To my mind we are wasting huge amounts of intellectual capital by not making college available for all Americans. It is a national disgrace that for the first time in recent years, fewer low-income kids are going to college than used to be the case.

Mr. Speaker, while the middle class is shrinking, poverty is increasing. While some 46 million Americans have no health insurance, while the average American today is paying the highest prices in the world for prescription drugs, there is another reality taking place in America, and that is that the wealthiest people in our country have never had it so good.

What we are seeing today in America is the widest gap between the rich and the poor of any industrialized nation on Earth, and it is wider in America today than at any time since the 1930s.

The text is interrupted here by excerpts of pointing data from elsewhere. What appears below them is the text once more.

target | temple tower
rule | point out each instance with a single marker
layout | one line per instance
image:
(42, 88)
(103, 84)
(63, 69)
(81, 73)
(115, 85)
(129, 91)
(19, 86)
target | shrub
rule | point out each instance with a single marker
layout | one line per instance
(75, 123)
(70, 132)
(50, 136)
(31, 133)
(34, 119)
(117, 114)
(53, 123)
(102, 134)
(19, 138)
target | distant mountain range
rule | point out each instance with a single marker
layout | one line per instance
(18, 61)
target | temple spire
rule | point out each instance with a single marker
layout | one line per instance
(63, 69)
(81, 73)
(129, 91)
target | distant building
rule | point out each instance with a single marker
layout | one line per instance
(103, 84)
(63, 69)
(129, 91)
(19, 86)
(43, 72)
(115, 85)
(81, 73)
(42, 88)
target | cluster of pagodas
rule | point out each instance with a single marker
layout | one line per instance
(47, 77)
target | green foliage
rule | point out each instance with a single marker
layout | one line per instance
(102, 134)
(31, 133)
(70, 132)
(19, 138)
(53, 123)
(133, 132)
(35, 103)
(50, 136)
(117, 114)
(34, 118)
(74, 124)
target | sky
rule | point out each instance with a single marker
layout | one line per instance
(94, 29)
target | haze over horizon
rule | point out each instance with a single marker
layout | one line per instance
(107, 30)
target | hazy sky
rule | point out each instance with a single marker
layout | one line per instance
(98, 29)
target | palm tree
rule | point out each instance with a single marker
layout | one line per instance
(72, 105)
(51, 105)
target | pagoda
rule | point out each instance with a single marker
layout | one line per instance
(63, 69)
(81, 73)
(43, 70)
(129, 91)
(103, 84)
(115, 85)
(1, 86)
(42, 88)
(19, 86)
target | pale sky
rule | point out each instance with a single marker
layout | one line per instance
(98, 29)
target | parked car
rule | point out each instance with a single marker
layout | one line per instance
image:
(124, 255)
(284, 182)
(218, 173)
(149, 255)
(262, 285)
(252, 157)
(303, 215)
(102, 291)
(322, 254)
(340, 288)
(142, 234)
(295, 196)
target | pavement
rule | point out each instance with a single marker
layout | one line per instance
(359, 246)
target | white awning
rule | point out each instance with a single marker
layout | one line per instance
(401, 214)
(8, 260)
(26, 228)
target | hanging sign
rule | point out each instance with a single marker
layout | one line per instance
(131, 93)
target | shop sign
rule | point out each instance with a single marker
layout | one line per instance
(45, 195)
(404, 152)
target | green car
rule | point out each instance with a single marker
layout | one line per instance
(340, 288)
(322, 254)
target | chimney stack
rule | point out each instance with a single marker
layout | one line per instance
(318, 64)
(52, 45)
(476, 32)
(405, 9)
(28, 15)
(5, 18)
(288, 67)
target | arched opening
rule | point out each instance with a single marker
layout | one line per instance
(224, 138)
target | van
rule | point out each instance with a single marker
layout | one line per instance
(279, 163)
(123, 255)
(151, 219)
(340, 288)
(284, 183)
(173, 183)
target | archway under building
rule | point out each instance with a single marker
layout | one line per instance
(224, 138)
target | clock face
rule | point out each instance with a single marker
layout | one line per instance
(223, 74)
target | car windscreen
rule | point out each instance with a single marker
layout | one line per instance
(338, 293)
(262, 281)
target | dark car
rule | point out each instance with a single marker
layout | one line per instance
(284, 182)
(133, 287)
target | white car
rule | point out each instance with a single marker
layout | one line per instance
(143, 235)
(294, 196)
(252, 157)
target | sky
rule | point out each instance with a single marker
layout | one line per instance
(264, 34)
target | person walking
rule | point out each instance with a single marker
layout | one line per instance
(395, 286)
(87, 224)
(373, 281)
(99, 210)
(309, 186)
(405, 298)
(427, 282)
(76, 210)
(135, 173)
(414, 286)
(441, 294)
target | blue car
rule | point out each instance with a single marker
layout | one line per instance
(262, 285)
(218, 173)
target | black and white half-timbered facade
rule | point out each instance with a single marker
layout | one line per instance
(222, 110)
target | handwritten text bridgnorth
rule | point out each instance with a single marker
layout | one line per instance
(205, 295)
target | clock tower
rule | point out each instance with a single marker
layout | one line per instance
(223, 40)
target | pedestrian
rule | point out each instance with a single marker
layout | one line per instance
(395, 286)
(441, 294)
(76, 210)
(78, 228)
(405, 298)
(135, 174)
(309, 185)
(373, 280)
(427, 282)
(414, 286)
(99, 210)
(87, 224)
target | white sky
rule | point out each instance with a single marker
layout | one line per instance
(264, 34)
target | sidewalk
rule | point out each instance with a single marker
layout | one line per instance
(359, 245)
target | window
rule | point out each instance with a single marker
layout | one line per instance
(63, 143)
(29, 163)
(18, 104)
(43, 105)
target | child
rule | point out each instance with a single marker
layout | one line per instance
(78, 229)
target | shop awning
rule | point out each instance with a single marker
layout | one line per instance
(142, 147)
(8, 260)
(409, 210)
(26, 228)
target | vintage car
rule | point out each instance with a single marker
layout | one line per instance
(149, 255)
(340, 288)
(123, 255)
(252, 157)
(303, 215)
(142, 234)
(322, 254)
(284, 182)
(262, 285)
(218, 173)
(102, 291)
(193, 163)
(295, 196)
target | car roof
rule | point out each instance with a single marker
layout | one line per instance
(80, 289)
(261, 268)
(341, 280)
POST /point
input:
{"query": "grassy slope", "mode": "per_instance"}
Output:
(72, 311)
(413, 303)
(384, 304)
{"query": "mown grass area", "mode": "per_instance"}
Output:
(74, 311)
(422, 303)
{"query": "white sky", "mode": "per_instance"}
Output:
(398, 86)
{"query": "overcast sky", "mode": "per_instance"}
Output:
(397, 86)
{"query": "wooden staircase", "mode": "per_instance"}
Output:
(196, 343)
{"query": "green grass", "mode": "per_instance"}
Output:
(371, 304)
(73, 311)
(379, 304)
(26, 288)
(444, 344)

Mr. Speaker, to my mind a great nation is measured not by the number of billionaires it has, not by the number of nuclear weapons that it has, but in fact how we treat the least amongst us, the elderly, the sick and the poor. By that definition, we are not doing very well at all.

Mr. Speaker, while average Americans were struggling last year just to keep their heads above water economically, maybe to make a few bucks more than inflation was taking away from them, the CEOs of the Forbes largest 500 corporations in America saw a 54 percent increase in their compensation; 54 percent for the CEOs of the largest corporations, while millions of Americans are seeing a decline in their standard of living.

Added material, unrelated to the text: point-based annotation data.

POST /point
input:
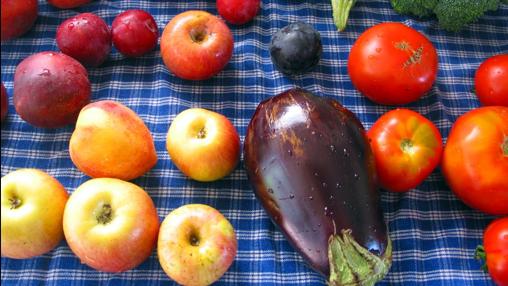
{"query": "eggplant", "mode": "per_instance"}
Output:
(311, 167)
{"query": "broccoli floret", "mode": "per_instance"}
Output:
(420, 8)
(454, 14)
(451, 14)
(341, 10)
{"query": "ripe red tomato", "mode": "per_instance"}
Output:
(495, 250)
(491, 81)
(407, 147)
(391, 63)
(475, 159)
(238, 11)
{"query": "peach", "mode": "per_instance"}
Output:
(110, 140)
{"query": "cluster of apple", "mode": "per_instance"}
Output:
(109, 223)
(113, 226)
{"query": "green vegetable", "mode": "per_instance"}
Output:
(341, 10)
(451, 14)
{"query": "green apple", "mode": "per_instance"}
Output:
(33, 203)
(110, 224)
(196, 245)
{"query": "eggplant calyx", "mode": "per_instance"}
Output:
(352, 264)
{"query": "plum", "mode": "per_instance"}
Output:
(85, 37)
(296, 48)
(67, 4)
(134, 33)
(50, 89)
(4, 103)
(17, 17)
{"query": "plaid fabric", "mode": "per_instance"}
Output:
(434, 235)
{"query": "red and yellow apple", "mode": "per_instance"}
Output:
(110, 140)
(18, 16)
(33, 203)
(196, 245)
(110, 224)
(196, 45)
(203, 144)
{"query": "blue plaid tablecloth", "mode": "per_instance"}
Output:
(434, 235)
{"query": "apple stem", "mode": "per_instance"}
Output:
(201, 133)
(15, 202)
(194, 240)
(198, 35)
(504, 146)
(105, 215)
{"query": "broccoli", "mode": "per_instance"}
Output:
(451, 14)
(420, 8)
(341, 10)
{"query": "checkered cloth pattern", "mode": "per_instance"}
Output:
(434, 235)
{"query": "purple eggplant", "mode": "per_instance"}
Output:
(312, 169)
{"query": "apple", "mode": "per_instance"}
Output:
(33, 203)
(238, 12)
(134, 32)
(50, 89)
(196, 45)
(4, 103)
(110, 140)
(196, 245)
(18, 17)
(85, 37)
(203, 144)
(110, 224)
(67, 4)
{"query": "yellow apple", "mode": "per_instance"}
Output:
(33, 203)
(203, 144)
(196, 245)
(110, 224)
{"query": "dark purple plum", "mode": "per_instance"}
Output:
(50, 89)
(296, 48)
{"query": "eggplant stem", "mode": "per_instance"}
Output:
(352, 264)
(341, 10)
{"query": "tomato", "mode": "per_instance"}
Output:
(407, 147)
(391, 63)
(475, 159)
(495, 250)
(491, 81)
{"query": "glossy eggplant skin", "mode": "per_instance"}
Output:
(312, 169)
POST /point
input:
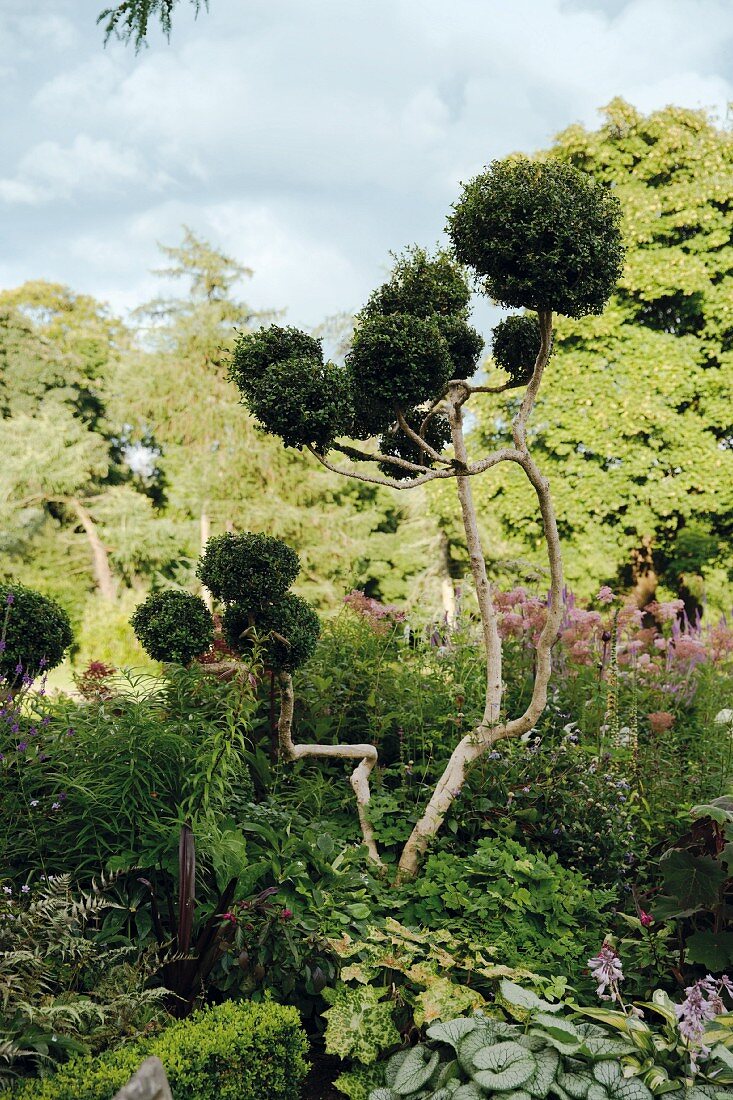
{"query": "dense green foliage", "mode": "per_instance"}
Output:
(251, 569)
(514, 348)
(173, 626)
(34, 631)
(287, 629)
(633, 421)
(228, 1052)
(540, 235)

Mr. Speaker, in the midst of the disaster of Hurricane Katrina, in the midst of a period when we are going to be spending tens of millions of dollars rebuilding the gulf coast, at a time when we are spending $300 billion in Iraq, our Republican friends and the President of the United States want to repeal the estate tax and provide hundreds of billions of dollars more in tax breaks for the wealthiest 2 percent who are the only people who will benefit from the repeal of the estate tax and half of those benefits are going to the richest one-tenth of 1 percent.

Yes, we can cut Medicaid by $50 billion. Yes, we can underfund the Veterans Administration so the veterans go on waiting lists all over America. Yes, we can have children sleeping out on the street. There is no money to take care of those needs, but apparently we have hundreds of millions to give to the wealthiest 2 percent, which will drive up our deficit, drive up our national debt and leave all of that to our children.

I would hope that common sense will prevail and that the President and Republican leadership, at a time of a record-breaking national debt, record-breaking deficits, will not give huge tax breaks for people who do not need them. Instead, let us move forward to lowering our deficit. Instead, let us pay attention to the middle class and low-income Americans who need help.

So once again, Mr. Speaker, if there is any silver lining in the disaster and the horror of Hurricane Katrina, it might be that today we begin reevaluating our priorities.